Regression: ATMOS_IDENTITY=false was fixed in #1935 by normalizing the env-var fallback at cli_utils.go:199, but the env fallback only runs when Identity == "". When --identity=false is passed on the CLI, parseIdentityFlag populated the literal "false", the env-fallback branch was skipped, and the literal flowed through to pkg/auth/hooks.go::isAuthenticationDisabled (which only matches __DISABLED__).
#2225 extracted parseIdentityFlag into a new helper without porting the normalization from the env path, silently breaking the documented --identity=false contract. Reported by users for atmos terraform * and atmos list instances.
Centralizing normalization at the parse site means every command sharing ProcessCommandLineArgs is fixed in one place, and matches the behavior already implemented for the StandardParser path (pkg/flags/global_registry.go) and the cmd/identity_helpers.go / cmd/list/utils.go / cmd/list/affected.go per-command identity reads.

references

Builds on #1900 / #1935 (env-var normalization) and corrects the regression introduced by the refactor in #2225.

Summary by CodeRabbit

Bug Fixes
- The --identity flag now recognizes common boolean-false values (false, 0, no, off, case-insensitive) to disable authentication.
New Features
- Passing --identity=false (or equivalent) disables per-component auth resolution and is honored across describe, list, and state-resolution flows.
- Describe and list commands now surface and propagate an "auth disabled" option so outputs respect disabled auth.
Tests
- Expanded tests for identity parsing and auth-disabled behavior across commands, env vars, and execution paths.

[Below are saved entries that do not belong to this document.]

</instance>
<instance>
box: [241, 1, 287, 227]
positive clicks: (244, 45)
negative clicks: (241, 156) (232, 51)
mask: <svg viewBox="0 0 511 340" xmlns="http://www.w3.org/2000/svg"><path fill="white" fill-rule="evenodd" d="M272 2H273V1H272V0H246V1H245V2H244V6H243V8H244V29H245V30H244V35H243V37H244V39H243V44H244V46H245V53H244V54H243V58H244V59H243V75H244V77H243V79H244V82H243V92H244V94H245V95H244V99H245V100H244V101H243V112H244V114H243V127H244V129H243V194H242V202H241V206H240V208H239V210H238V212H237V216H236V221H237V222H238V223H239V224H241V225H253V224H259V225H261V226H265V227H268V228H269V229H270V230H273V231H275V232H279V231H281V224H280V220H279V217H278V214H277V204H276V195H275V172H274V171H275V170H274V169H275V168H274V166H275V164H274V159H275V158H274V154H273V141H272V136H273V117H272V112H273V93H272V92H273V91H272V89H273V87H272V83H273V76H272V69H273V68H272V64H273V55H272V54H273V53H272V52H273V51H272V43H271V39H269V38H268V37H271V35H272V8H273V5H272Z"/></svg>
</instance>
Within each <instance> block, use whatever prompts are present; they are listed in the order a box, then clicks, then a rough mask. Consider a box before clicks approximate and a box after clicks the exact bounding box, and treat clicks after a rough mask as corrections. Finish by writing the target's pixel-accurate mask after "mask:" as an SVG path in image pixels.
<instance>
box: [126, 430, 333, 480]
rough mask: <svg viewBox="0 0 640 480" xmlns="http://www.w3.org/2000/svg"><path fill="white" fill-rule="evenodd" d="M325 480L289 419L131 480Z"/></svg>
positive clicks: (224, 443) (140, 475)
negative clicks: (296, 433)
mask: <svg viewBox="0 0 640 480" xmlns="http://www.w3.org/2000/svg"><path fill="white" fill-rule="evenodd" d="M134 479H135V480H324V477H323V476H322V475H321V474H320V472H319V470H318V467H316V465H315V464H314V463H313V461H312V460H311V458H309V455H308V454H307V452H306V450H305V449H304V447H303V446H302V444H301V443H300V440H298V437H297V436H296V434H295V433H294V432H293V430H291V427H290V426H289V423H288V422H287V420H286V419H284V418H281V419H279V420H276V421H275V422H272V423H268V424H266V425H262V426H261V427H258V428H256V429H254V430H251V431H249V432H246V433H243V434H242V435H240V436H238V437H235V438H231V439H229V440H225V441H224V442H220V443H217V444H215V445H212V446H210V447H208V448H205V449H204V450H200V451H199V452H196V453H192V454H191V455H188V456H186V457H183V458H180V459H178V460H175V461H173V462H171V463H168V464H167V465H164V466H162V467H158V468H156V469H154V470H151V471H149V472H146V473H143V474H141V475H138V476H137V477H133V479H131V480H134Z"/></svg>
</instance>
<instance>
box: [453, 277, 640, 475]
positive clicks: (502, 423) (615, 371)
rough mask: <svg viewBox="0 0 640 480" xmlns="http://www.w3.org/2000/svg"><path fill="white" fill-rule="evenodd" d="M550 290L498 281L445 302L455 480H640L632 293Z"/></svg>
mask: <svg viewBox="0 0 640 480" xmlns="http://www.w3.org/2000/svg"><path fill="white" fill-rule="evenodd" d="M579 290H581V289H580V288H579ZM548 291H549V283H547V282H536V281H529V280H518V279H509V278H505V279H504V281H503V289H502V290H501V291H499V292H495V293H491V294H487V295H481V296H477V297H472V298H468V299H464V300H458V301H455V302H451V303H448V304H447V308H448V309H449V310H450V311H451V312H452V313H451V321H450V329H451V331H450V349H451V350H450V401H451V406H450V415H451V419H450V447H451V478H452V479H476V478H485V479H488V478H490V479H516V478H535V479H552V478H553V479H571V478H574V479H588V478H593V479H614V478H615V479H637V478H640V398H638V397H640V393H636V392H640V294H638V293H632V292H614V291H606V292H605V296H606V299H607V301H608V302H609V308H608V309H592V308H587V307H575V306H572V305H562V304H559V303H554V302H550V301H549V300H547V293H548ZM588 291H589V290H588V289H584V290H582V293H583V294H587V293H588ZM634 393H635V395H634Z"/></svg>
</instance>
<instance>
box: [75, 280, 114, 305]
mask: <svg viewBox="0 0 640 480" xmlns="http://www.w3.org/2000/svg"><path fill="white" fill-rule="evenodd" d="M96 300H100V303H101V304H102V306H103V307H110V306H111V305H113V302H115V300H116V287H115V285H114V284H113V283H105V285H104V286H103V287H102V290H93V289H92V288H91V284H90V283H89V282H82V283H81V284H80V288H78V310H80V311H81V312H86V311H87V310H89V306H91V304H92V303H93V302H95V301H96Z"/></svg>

Fail fast on missing component identity @osterman (#2411)

what

Fail fast when per-component auth resolution fails for components that declare a default identity.
Stop eager auth-manager error printing so the top-level command emits one formatted error.
Add regression coverage and document the fix under docs/fixes.

why

Missing or invalid component identities are fatal because falling back to parent or ambient auth can use the wrong backend or account.
This prevents atmos list instances --upload from repeating the same identity error per component and continuing after bad auth.

references

See docs/fixes/2026-05-15-list-instances-auth-fail-fast.md.

Summary by CodeRabbit

Bug Fixes
- atmos list instances --upload now fails fast when per-component auth resolution fails for components with a default identity; returns a clear error including component and stack context and stops further processing.
- Eager error printing during auth initialization was removed and centralized to avoid repeated initialization messages.
Documentation
- Added docs describing the updated authentication failure behavior.
Tests
- Updated tests to verify resolver failures are treated as fatal and include component/stack context.